V. No I.D. (Cocaine 80s) - NO ALBUM

"I always forget that No I.D. is a Top 5 producer for me and I'm reminded every time I re-play the homie Trackstar The DJ's Primetime: A Rap Fan's Guide to No I.D. From his forgotten solo album from the late 90's, Accept Your Own & Be Yourself (The Black Album) through JAY-Z's 4:44, he manages to somehow, be a classic type of producer, who flips samples with hard drums, but then, does Cocaine 80s and Vince Staples albums. He's like water. "Success" is the best JAY & Nas song. "Ghetto Dreams" is the last real Common BANGER. "Loco-Motive" is the last real Nas BANGER. "Metal Lungies" for Ghostface [Killah] with Sheek [Louch] & Styles P is pretty much, the birth of Wu-Block. And that's the same guy who did "Find Your Love" for Drake and "No Love Allowed" for Rihanna without completely switching up to being a Pop producer. He made an entire JAY-Z album with no club songs on purpose—the amount of respect and work you have to have put in to make JAY-Z agree to create like that is no joke. I love No I.D. because he doesn't have a defined sound; he's completely in service to the artist and the song. I feel like that's been my approach as a producer, too."




"I robbed DOOM for his motherf***in' Green Card.
I robbed Blueprint for his damn keytar.
I'm a crook with a deal.
Ayo, the bottom line is I'm a crook with a deal.
Nobody buys records, so I rob and steal.

I caught B. Dolan, his pockets were swollen.
I stuck Mega Ran for his Nintendo controllers.
I had Karma Kids takin' off their sh*t.
I need a new suit, so I robbed Warren Britt."

- Zilla Rocca on "Crook with a Deal" (Career Crooks)



Last year, South Philly emcee, producer, occasional music writer, and Noir-Hop/"Cheesesteak Rap" originator Zilla Rocca (@ZillaRocca) joined forces with long-time friend, frequent collaborator, and Wrecking Crew producer Small Professor (@smallpro) to release Good Luck with That as Career Crooks; undoubtedly, one of the strongest rapper-producer albums I've had the pleasure to hear in recent years. Career Crooks have since released an exclusive Bandcamp-only companion EP entitled Take What's Coming. Zilla has since released a lyrical armory of solo stand-alone singles and non-album tracks, a few of which, were premiered right here at The Witzard. Just this year, Zilla Rocca has let loose a hard-hitting remix of DJ Manipulator & Conway The Machine's 2016 single "2 Drums," "98 Avirex Flow," and "99 Triple 5 Soul Flow" on Three Dollar Pistol Music.

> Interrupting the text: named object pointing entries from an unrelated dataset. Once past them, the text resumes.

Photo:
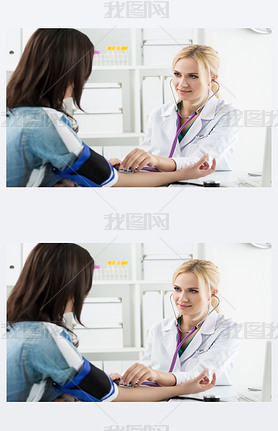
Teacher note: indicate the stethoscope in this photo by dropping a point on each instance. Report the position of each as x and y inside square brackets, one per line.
[179, 127]
[180, 343]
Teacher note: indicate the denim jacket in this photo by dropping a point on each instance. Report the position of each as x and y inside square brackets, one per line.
[38, 354]
[41, 142]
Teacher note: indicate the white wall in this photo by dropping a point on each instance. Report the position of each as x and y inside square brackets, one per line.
[246, 81]
[246, 295]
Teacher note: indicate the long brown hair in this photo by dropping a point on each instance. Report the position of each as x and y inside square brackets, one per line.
[53, 275]
[53, 59]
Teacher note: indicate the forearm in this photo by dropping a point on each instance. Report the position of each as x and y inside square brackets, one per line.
[165, 164]
[165, 379]
[148, 394]
[148, 179]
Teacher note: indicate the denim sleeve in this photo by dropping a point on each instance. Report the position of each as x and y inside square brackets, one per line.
[51, 140]
[52, 355]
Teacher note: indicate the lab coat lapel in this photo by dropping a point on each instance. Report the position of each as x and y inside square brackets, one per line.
[169, 124]
[207, 328]
[169, 338]
[206, 114]
[193, 346]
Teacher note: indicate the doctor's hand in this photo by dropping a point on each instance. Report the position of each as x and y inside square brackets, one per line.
[137, 159]
[198, 169]
[199, 384]
[138, 373]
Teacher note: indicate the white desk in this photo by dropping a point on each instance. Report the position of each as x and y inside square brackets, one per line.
[226, 179]
[225, 393]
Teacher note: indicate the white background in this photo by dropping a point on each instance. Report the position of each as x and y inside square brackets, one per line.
[195, 216]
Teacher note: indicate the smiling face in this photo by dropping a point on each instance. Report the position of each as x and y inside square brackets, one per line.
[189, 299]
[188, 83]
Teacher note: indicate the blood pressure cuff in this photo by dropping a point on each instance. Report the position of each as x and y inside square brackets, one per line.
[91, 385]
[89, 170]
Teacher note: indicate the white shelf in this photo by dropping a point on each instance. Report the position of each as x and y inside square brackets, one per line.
[111, 135]
[136, 67]
[126, 282]
[113, 350]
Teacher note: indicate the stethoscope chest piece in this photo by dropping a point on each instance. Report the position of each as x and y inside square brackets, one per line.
[211, 183]
[211, 399]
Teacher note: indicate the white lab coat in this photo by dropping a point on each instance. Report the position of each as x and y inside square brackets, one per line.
[214, 347]
[214, 132]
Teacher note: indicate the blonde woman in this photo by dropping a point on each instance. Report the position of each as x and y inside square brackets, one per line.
[198, 337]
[213, 130]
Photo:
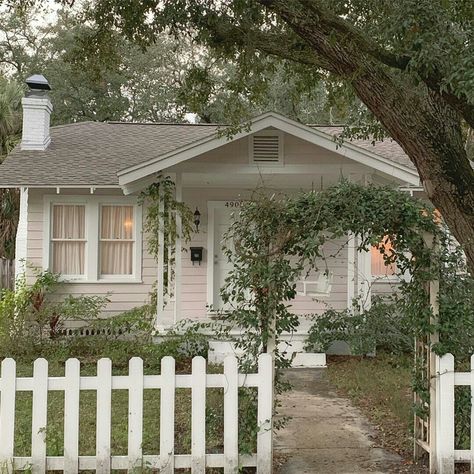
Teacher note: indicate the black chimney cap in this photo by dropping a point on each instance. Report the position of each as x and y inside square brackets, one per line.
[38, 82]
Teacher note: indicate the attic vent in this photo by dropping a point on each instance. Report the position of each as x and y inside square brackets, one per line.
[266, 148]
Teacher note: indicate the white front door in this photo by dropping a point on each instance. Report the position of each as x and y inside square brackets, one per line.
[220, 218]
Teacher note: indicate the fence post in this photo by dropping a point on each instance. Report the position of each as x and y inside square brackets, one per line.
[135, 413]
[39, 416]
[265, 414]
[7, 415]
[445, 435]
[198, 416]
[231, 416]
[167, 407]
[472, 414]
[104, 415]
[71, 416]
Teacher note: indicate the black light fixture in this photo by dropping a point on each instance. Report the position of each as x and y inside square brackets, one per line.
[197, 219]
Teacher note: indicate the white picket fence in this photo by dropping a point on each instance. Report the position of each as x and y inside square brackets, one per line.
[135, 382]
[447, 380]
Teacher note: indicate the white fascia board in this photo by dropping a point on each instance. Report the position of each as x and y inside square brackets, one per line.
[52, 186]
[284, 124]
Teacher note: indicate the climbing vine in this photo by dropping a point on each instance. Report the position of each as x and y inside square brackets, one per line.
[162, 210]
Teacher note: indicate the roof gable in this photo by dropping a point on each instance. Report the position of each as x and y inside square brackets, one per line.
[95, 154]
[313, 135]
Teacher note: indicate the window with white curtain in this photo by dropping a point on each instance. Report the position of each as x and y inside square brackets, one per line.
[93, 239]
[379, 267]
[116, 240]
[68, 239]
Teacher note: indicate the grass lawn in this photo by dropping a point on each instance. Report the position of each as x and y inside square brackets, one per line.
[381, 387]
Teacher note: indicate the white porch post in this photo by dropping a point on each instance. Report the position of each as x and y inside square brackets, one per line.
[178, 252]
[21, 243]
[351, 268]
[160, 289]
[364, 265]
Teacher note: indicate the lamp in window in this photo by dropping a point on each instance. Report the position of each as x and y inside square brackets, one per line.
[197, 219]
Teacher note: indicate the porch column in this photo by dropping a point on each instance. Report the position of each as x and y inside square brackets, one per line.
[160, 289]
[21, 243]
[364, 278]
[178, 251]
[351, 268]
[364, 267]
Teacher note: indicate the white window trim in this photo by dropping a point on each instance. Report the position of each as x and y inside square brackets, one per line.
[277, 133]
[92, 213]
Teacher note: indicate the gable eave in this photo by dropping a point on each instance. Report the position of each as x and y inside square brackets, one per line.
[261, 122]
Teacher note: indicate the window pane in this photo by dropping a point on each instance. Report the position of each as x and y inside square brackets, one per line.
[68, 258]
[116, 258]
[117, 222]
[378, 264]
[68, 222]
[116, 247]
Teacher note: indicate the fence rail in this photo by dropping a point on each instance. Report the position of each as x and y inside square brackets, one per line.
[7, 273]
[135, 382]
[447, 379]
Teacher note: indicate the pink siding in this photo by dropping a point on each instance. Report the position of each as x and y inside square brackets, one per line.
[194, 283]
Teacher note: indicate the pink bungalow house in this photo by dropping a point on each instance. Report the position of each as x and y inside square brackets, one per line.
[79, 214]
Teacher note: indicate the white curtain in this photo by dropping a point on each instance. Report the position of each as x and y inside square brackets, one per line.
[116, 246]
[68, 239]
[378, 264]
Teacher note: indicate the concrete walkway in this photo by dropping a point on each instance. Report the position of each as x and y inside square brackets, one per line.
[326, 434]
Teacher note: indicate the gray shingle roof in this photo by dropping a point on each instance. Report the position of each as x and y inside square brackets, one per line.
[91, 153]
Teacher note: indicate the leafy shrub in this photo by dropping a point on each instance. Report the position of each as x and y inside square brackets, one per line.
[380, 327]
[30, 315]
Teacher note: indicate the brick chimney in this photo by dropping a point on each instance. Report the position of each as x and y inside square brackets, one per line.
[37, 110]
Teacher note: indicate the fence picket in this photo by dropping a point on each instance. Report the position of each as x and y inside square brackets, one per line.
[167, 408]
[135, 413]
[265, 413]
[104, 416]
[71, 416]
[198, 416]
[7, 415]
[445, 436]
[135, 382]
[39, 416]
[472, 414]
[231, 416]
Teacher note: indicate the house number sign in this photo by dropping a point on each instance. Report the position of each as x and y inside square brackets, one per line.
[233, 203]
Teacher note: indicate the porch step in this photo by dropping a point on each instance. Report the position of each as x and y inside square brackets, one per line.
[218, 350]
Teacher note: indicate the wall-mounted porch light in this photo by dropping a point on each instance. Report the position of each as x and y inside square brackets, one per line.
[197, 219]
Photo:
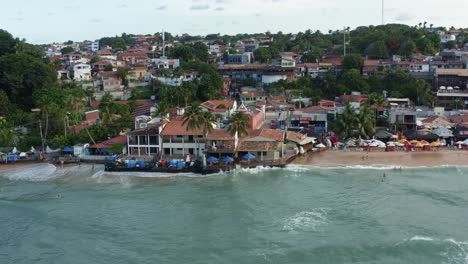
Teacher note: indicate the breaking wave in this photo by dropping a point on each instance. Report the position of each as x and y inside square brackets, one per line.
[35, 173]
[307, 220]
[455, 251]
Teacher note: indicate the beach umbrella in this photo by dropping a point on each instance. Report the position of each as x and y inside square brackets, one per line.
[67, 149]
[248, 156]
[350, 142]
[228, 159]
[212, 159]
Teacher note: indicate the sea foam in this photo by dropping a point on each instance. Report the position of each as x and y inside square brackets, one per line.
[307, 220]
[35, 173]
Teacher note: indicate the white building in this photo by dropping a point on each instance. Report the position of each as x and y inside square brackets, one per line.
[82, 72]
[179, 142]
[93, 46]
[165, 63]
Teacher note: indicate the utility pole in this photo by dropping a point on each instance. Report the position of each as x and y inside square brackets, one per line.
[164, 46]
[383, 12]
[345, 31]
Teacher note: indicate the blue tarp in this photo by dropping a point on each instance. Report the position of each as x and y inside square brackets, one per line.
[248, 156]
[228, 159]
[180, 165]
[67, 149]
[12, 157]
[131, 164]
[212, 159]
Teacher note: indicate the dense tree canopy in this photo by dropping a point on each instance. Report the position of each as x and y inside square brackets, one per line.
[21, 75]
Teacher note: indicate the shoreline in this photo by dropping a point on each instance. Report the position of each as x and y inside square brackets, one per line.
[380, 159]
[340, 159]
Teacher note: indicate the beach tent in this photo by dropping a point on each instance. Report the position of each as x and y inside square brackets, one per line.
[212, 159]
[350, 142]
[228, 159]
[67, 149]
[383, 134]
[49, 150]
[248, 156]
[321, 146]
[443, 132]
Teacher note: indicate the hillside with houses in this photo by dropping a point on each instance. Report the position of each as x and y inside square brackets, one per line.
[273, 96]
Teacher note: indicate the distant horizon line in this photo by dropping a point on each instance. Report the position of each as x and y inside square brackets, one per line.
[325, 32]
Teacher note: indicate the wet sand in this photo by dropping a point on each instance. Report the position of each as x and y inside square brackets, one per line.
[18, 165]
[341, 158]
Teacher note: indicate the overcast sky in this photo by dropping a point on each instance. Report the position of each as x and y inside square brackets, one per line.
[45, 21]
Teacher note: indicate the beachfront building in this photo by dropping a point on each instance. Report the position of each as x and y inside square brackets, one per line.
[252, 97]
[224, 108]
[145, 141]
[178, 142]
[220, 143]
[403, 118]
[265, 144]
[451, 86]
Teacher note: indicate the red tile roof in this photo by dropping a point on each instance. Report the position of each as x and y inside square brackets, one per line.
[353, 98]
[318, 108]
[294, 136]
[92, 116]
[459, 118]
[176, 128]
[110, 142]
[214, 105]
[220, 134]
[273, 134]
[372, 63]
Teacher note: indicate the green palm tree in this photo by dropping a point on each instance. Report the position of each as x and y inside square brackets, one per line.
[346, 121]
[7, 134]
[192, 117]
[365, 122]
[196, 119]
[239, 123]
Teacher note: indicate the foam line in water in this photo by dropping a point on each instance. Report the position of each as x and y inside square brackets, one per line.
[35, 173]
[379, 167]
[421, 238]
[307, 220]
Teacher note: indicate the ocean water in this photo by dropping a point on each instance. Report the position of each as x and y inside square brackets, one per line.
[292, 215]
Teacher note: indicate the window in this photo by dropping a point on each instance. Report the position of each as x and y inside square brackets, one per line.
[154, 140]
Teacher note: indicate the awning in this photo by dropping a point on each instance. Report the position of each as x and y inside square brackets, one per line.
[307, 140]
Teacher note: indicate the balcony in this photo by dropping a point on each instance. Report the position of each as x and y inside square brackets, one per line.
[221, 149]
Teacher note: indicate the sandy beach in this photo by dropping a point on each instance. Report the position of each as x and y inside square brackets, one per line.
[341, 158]
[10, 166]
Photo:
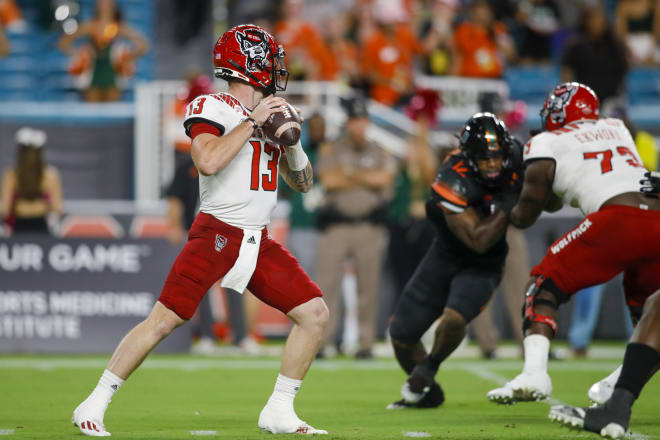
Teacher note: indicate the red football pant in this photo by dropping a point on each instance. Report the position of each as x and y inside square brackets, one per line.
[612, 240]
[211, 250]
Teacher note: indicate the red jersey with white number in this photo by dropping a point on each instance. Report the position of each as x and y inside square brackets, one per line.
[244, 193]
[595, 161]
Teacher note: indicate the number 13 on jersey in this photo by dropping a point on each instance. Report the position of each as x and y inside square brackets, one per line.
[267, 179]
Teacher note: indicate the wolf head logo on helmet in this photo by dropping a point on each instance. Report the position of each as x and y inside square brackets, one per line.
[249, 53]
[569, 102]
[254, 46]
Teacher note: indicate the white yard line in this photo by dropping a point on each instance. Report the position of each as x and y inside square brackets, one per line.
[196, 364]
[486, 374]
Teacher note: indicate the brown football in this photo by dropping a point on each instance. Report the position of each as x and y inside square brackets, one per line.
[283, 127]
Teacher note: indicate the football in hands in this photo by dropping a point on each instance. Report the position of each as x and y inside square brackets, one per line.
[283, 127]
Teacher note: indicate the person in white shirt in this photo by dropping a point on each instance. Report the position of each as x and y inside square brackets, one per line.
[591, 164]
[229, 240]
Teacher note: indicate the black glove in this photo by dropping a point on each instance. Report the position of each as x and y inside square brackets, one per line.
[505, 201]
[651, 184]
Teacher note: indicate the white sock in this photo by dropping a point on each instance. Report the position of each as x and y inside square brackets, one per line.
[537, 348]
[108, 385]
[614, 376]
[285, 391]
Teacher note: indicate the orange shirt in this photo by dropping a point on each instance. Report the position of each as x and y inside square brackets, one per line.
[339, 54]
[302, 38]
[479, 54]
[391, 61]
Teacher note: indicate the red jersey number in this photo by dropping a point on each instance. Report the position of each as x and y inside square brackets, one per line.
[269, 178]
[605, 157]
[195, 107]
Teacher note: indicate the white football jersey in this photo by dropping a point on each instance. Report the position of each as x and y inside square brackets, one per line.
[244, 193]
[594, 161]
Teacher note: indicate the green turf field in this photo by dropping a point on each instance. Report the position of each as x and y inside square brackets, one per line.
[170, 396]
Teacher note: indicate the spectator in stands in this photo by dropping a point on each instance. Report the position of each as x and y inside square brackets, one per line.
[5, 47]
[481, 45]
[539, 20]
[638, 24]
[305, 48]
[388, 54]
[32, 190]
[342, 58]
[11, 17]
[436, 36]
[103, 31]
[596, 56]
[411, 233]
[362, 23]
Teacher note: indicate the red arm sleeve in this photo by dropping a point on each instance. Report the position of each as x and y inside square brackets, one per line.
[202, 127]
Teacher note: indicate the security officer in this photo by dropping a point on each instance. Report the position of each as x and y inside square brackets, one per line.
[357, 176]
[475, 189]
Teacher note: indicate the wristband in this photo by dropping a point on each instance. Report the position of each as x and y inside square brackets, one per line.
[255, 126]
[296, 157]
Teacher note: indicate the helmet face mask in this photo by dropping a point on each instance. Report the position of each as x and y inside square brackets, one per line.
[250, 54]
[569, 102]
[485, 136]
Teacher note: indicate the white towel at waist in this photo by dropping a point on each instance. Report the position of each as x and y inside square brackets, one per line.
[240, 273]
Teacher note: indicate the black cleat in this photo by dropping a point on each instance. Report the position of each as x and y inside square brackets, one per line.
[432, 399]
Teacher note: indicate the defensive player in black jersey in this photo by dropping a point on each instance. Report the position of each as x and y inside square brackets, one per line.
[469, 203]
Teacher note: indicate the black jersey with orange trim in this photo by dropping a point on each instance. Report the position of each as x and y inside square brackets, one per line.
[454, 190]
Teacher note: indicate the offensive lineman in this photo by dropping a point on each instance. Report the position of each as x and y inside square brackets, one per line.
[591, 164]
[238, 190]
[470, 200]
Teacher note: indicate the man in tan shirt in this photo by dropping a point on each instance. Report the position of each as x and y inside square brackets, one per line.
[357, 176]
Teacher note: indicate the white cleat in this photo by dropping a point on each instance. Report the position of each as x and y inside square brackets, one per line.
[410, 396]
[89, 421]
[523, 388]
[573, 418]
[283, 421]
[601, 391]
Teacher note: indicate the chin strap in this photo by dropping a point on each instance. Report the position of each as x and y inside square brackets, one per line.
[529, 315]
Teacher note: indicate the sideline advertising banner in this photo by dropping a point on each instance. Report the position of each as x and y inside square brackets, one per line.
[80, 295]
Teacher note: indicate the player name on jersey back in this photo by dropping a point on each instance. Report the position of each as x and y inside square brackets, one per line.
[244, 193]
[594, 161]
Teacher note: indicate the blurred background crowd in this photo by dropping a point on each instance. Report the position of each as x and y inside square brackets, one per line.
[384, 85]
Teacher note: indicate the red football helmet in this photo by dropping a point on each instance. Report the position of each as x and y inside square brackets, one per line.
[249, 53]
[569, 102]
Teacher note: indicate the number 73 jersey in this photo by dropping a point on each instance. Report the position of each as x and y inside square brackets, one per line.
[594, 161]
[244, 193]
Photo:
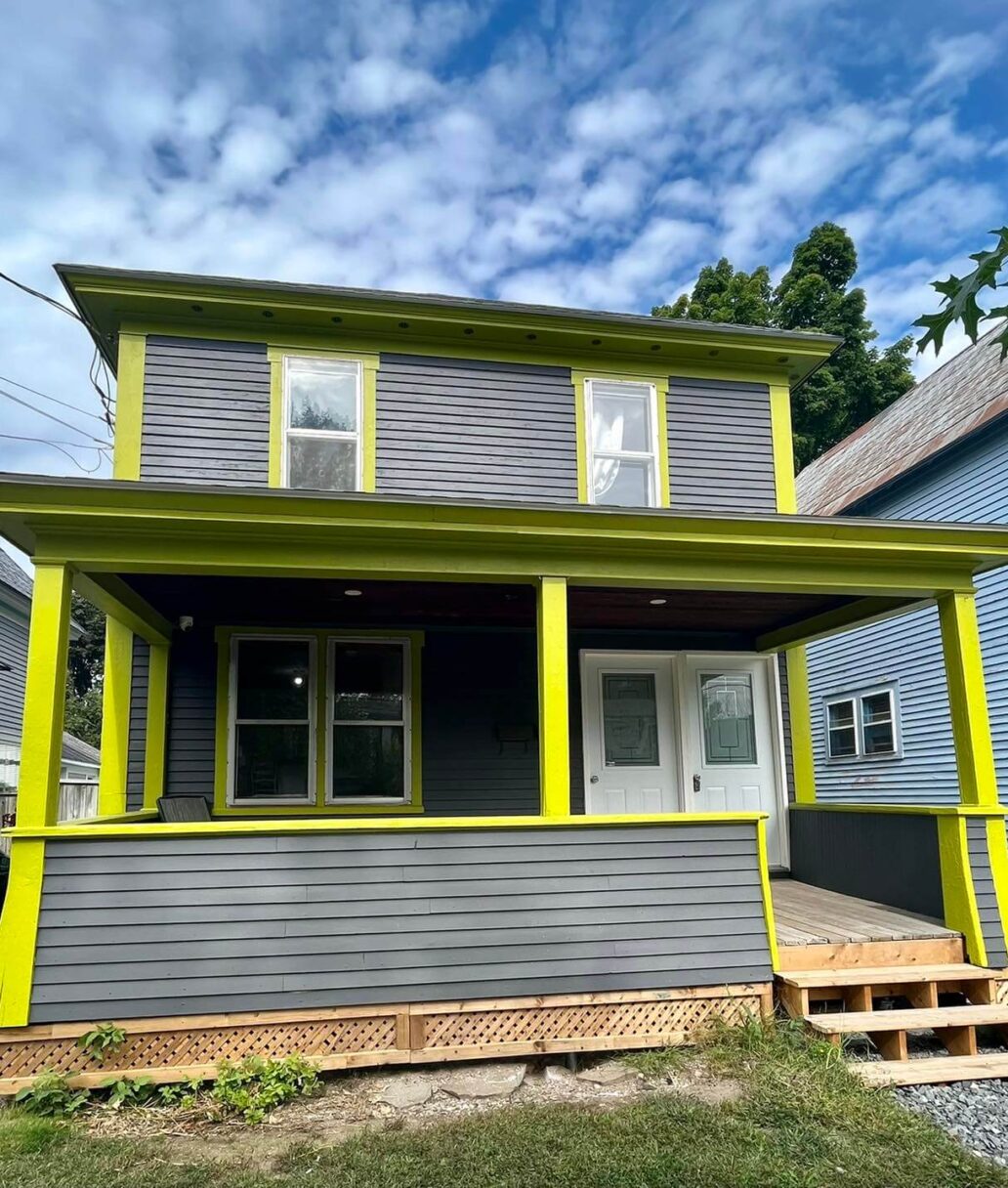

Not only those, but Zilla Rocca recently unleashed his inaugural GRIFT COMPANY EP alongside long-time friend and collaborator Curly Castro. However, Zilla isn't exactly done just yet... he and Smalls are currently prepping a 12-track Career Crooks remix album dubbed Thieving As Long As I'm Breathing coming to URBNET this upcoming Thursday, June 14th. Said Career Crooks remix album will feature brand new mixes from both Zilla Rocca & Small Professor, as well as John Morrison, Fresh Kils, Wino Willy & Rolled Gold, Shane Great, and DJ Manipulator. Zilla additionally, plans to release a 90's Boom-Bap-inflected mixtape called '96 Mentality, as well as a long-overdue solo album he's calling Future Former Rapper.